Though I’m not a regular listener to Joe Rogan’s podcast, when I do tune in I find him to be refreshingly open-minded, smart, and engaging. But Rogan’s stated justification for voting for Bernie Sanders makes no sense:
I think I’ll probably vote for Bernie . . . He’s been insanely consistent his entire life. He’s basically been saying the same thing, been for the same thing his whole life. And that in and of itself is a very powerful structure to operate from.
“Consistency” is often an admirable quality because it means you have principles, but consistency doesn’t tell us anything about the ethics or efficacy of the principles you hold. People who spend 55 years rigidly clinging to the same set of ideas they held in their early 20s are often people unwilling to incorporate facts, empirical evidence, and historical lessons into their puerile, utopian thinking. Rogan, an autodidact, it seems to me, is not that kind of person.

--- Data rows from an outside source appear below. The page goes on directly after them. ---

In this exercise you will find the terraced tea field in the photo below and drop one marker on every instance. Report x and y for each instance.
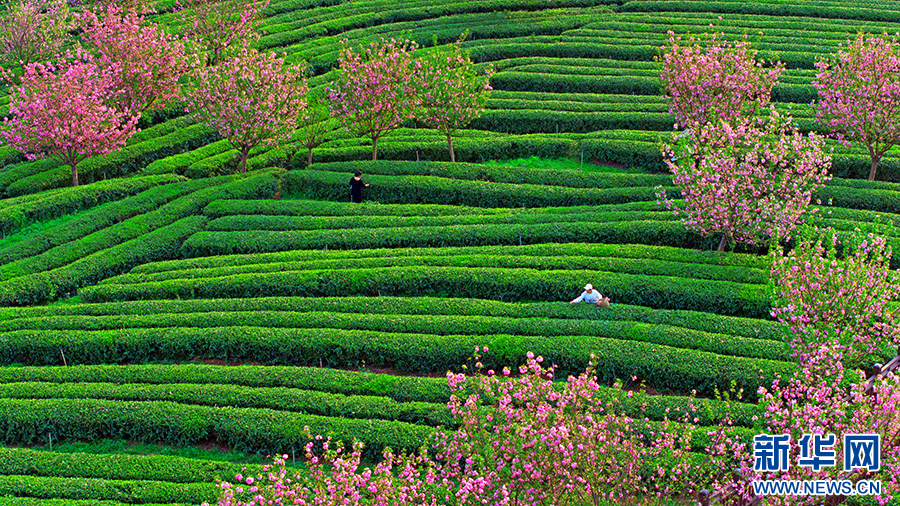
(171, 301)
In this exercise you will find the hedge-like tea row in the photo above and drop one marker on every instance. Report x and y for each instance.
(491, 173)
(803, 9)
(663, 367)
(579, 262)
(243, 429)
(69, 200)
(701, 321)
(257, 186)
(160, 244)
(100, 218)
(130, 491)
(316, 208)
(33, 501)
(722, 344)
(428, 189)
(399, 388)
(666, 253)
(282, 399)
(489, 146)
(662, 233)
(545, 121)
(664, 292)
(293, 223)
(20, 461)
(127, 161)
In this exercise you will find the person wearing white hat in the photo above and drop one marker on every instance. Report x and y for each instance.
(591, 296)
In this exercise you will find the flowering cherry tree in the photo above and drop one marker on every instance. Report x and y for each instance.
(218, 26)
(250, 98)
(751, 181)
(376, 90)
(149, 62)
(830, 291)
(33, 30)
(710, 79)
(859, 94)
(453, 93)
(71, 111)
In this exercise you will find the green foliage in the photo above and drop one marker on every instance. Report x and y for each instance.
(19, 212)
(320, 185)
(244, 429)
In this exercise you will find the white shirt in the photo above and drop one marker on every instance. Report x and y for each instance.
(592, 297)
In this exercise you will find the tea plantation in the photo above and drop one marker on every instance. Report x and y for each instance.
(169, 300)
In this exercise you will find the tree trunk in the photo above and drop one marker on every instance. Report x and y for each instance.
(450, 143)
(244, 155)
(875, 161)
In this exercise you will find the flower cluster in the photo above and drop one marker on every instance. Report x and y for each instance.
(859, 94)
(72, 110)
(710, 79)
(750, 180)
(376, 89)
(250, 98)
(829, 291)
(149, 62)
(521, 440)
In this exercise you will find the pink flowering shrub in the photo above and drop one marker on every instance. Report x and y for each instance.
(33, 30)
(823, 398)
(520, 441)
(72, 110)
(250, 98)
(376, 89)
(148, 62)
(453, 92)
(826, 291)
(219, 26)
(859, 94)
(709, 79)
(751, 181)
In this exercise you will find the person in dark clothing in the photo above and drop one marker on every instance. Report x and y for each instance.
(356, 186)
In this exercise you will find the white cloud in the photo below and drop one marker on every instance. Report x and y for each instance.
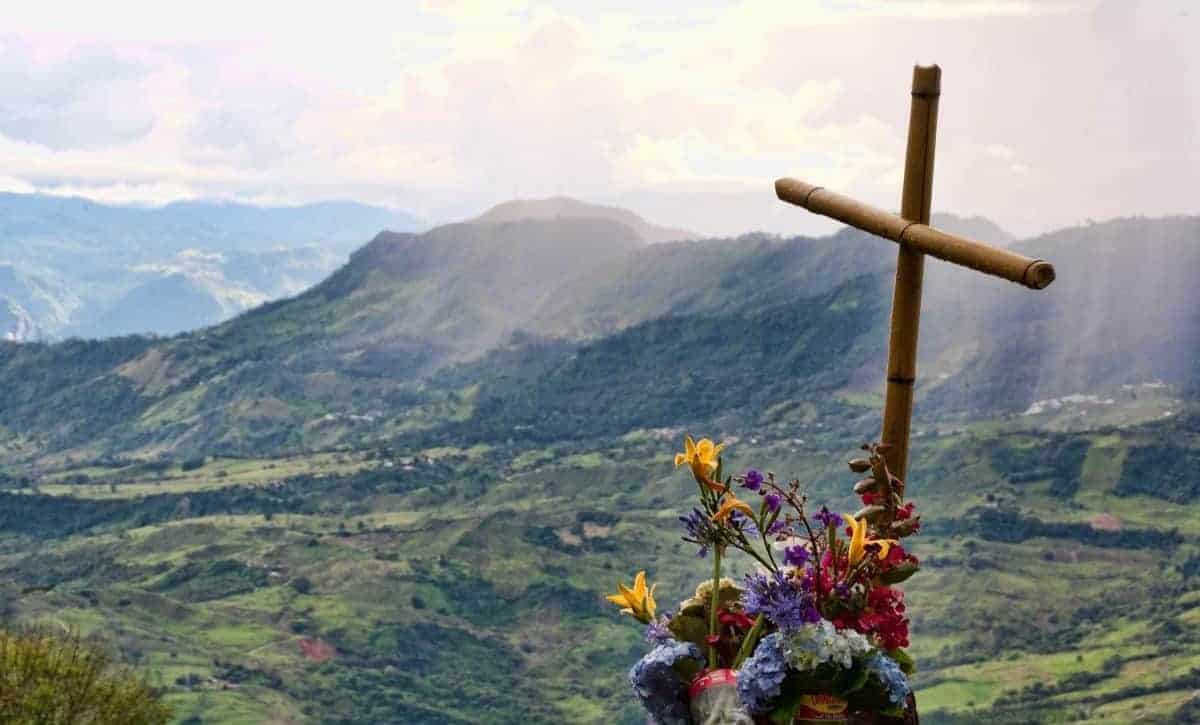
(455, 105)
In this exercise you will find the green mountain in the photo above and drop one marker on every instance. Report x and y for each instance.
(399, 496)
(78, 268)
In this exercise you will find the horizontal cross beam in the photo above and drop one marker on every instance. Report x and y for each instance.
(1035, 274)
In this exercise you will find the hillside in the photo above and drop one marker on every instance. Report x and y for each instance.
(417, 477)
(568, 208)
(71, 267)
(351, 359)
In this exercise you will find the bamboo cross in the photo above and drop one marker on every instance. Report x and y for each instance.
(910, 229)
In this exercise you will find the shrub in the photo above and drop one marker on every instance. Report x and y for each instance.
(49, 678)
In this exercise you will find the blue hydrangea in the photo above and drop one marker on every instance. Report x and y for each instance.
(891, 676)
(659, 687)
(762, 675)
(814, 645)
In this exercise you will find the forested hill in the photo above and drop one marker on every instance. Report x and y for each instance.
(413, 340)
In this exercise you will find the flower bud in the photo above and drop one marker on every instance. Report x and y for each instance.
(870, 511)
(865, 485)
(859, 465)
(906, 527)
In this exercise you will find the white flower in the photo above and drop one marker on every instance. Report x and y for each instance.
(815, 645)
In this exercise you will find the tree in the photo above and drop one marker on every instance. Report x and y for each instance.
(66, 679)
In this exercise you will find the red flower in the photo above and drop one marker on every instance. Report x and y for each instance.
(883, 618)
(895, 555)
(738, 619)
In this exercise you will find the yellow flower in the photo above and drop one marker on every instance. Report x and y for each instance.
(731, 503)
(637, 601)
(701, 456)
(858, 540)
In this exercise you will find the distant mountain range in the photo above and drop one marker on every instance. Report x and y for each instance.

Sanders, though, certainly qualifies. He’s held the same antiquated collectivist positions — there isn’t a single policy proposal I can think of that he supports that doesn’t in some way entail compelling Americans to do things — from the days of radical writing in college through his defense of the Iranian hostage-takers to his Soviet Union honeymoon with fellow travelers to watching Venezuelans eat their pets — because he’s an ideologue. Rogan is a liberal — from what I can gather more of genuine old-school liberal than most Democrats these days — so maybe he legitimately admires Bernie’s underlying economic positions. But empowering ideologues with “powerful structures” is not a healthy combination. It’s also not a very good reason to support a politician.